In this post, we're diving into 20 must-try MongoDB features and operations you can run on FerretDB. We will cover authentication, indexes, aggregation operations, geospatial queries, and more.

Prerequisites

  • FerretDB v2 instance running on your local machine or server. See the installation guide for more.
  • mongosh
  • mongoimport

Basic queries

If you're new to FerretDB, you might want to start with the basics – understanding how to set up an instance and how to run some basic CRUD operations. You can also check out this MongoDB CRUD queries guide before diving into the other sections in this post.

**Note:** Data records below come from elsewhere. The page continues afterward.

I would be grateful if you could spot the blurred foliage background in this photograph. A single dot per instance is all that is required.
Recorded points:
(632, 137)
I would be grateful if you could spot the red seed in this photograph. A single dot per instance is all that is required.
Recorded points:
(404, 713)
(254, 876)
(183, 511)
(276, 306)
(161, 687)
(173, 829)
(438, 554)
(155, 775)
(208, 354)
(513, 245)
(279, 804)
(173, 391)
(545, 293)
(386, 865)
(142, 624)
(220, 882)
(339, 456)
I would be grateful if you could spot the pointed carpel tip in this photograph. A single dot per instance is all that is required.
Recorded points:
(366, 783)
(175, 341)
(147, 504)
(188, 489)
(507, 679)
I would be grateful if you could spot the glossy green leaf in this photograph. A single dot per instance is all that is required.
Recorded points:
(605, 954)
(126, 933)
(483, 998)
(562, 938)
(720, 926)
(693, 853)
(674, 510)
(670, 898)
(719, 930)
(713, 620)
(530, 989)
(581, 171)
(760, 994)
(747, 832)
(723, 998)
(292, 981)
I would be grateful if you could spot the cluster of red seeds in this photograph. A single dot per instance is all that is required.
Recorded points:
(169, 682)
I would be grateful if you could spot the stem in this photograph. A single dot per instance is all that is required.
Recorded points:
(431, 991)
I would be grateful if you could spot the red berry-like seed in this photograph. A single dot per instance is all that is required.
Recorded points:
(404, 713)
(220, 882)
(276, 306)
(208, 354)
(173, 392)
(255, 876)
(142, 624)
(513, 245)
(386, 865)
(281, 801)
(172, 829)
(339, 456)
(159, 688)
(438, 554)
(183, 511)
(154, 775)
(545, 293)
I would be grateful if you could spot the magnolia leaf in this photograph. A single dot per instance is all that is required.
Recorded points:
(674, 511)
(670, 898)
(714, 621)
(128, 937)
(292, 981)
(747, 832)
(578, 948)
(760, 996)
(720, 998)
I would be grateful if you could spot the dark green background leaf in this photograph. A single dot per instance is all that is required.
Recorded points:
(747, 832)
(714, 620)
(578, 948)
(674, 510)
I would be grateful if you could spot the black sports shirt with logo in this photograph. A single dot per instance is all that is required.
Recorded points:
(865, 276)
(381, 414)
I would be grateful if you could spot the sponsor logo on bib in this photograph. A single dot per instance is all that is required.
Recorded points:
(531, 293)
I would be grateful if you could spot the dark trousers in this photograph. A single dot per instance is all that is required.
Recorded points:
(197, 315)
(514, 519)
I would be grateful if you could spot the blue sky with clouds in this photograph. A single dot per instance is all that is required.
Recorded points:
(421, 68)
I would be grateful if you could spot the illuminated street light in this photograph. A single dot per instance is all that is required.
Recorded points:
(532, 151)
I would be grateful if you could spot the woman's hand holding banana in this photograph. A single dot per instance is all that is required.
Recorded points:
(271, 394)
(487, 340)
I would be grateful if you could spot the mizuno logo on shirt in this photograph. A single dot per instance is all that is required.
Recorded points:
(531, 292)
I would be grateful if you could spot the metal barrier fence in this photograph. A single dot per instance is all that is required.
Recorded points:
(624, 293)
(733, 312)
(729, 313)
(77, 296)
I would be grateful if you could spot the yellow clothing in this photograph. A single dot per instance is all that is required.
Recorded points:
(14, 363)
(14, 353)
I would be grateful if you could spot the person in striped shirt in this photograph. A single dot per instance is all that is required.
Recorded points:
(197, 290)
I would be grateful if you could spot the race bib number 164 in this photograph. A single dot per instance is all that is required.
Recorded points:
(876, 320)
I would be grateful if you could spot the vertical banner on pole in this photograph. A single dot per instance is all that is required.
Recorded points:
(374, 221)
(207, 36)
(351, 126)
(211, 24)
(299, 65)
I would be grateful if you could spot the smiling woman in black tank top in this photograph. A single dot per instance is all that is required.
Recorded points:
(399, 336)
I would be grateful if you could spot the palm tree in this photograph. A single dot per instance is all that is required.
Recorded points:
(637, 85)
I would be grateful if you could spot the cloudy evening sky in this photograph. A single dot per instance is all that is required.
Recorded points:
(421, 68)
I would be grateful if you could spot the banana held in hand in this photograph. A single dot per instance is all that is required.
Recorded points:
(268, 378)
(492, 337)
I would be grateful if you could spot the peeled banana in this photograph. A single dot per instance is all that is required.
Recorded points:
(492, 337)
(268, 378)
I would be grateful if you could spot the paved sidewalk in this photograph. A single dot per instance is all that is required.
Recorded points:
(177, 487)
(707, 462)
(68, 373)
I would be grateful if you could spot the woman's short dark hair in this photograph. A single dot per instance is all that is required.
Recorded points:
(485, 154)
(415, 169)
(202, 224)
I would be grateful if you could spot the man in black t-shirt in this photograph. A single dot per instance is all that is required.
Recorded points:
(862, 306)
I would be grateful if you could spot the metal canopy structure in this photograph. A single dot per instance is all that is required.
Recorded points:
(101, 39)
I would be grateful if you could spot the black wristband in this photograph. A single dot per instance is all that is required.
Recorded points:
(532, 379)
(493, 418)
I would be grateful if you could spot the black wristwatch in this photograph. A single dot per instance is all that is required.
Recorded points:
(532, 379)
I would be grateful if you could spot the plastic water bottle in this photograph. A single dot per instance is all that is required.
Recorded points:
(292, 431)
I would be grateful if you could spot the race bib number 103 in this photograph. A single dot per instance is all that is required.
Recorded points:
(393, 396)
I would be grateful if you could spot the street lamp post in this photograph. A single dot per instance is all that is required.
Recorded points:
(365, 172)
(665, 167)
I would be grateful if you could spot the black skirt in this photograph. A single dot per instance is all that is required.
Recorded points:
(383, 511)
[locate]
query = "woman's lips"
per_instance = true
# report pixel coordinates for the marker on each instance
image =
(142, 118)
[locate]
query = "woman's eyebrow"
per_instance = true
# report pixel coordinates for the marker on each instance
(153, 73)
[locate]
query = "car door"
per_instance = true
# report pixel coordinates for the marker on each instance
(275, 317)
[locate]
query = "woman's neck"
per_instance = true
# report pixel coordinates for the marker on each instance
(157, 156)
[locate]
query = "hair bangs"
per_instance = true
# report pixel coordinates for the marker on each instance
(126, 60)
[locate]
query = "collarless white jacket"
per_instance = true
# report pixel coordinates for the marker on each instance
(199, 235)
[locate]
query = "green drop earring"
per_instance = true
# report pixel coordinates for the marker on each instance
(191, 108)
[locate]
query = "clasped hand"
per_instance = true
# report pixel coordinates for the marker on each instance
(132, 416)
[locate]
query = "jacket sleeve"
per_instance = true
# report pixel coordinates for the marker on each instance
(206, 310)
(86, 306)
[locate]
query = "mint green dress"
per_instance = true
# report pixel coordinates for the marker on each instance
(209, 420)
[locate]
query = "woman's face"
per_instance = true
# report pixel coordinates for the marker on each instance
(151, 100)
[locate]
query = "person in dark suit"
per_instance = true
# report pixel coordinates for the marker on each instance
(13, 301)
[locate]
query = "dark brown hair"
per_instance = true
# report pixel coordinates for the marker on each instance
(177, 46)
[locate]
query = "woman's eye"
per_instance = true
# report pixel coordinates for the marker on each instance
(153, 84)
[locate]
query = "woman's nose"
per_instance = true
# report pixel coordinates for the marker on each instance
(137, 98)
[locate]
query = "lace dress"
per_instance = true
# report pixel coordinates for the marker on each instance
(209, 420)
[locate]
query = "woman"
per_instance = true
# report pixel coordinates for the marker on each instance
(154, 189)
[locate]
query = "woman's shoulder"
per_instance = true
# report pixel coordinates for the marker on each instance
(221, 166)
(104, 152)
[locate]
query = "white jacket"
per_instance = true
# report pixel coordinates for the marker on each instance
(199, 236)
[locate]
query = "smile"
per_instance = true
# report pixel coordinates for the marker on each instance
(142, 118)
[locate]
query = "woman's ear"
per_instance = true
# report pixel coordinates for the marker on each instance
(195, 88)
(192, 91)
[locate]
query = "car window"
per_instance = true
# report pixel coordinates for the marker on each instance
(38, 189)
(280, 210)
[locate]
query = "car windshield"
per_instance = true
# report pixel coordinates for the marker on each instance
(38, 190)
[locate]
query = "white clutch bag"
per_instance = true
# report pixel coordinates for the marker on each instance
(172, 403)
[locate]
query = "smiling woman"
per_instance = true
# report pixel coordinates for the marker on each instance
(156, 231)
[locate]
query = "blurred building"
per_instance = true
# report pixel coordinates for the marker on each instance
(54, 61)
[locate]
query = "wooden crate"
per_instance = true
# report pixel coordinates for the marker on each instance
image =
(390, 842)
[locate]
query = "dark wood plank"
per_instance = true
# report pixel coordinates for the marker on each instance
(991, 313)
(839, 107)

1. Insert documents with mongoimport

Without data, there's nothing to query! So we will start by adding some documents to our database instance.

We already prepared a sample dataset to use; it's a collection of books with details like title, authors, genres, publication date, and price. See the books.fixture.json file for the data.

Since we are using the FerretDB books collection, we will start by downloading the data and then importing it:

# Download the JSON data
curl -LJO "https://raw.githubusercontent.com/FerretDB/FerretDB/refs/tags/v2.0.0/website/docs/guides/requests/books.fixture.json"

# Import the data into FerretDB
mongoimport --uri "mongodb://username:password@localhost:27017/" --db library --collection books --file books.fixture.json --jsonArray

Now that you have some documents in the collection, start running some queries and operations on them.

2. Update documents

Prices change all the time – whether due to promotions, inflation, or publisher adjustments. Updating an existing document helps keep your data relevant.

Due to a price drop for "Pride and Prejudice" from the initial price of $19.99 to $17.99, let's update the document to reflect the change. The $set operator lets you modify specific fields without touching the rest of the document:

db.books.updateOne(
{ _id: 'pride_prejudice_1813' },
{ $set: { 'price.value': 17.99 } }
)

3. Sort documents

Sorting is crucial for presenting data in a meaningful way. For instance, you might want to list books by publication date, price, or rating.

Let's sort books by publication date in descending order:

db.books.find().sort({ 'publication.date': -1 })

4. Count documents

Are you curious about the number of books you have in the database?

countDocuments() gives you a quick total of all documents – quite handy when dealing with large datasets or checking if an import was successful:

db.books.countDocuments()

This should return 5 as the count for all the documents in the collection.

5. Query nested array with $elemMatch

Books often have multiple authors, genres, and availability formats. What if you only want books written by specific authors, e.g. British authors? $elemMatch helps filter specific values inside nested arrays.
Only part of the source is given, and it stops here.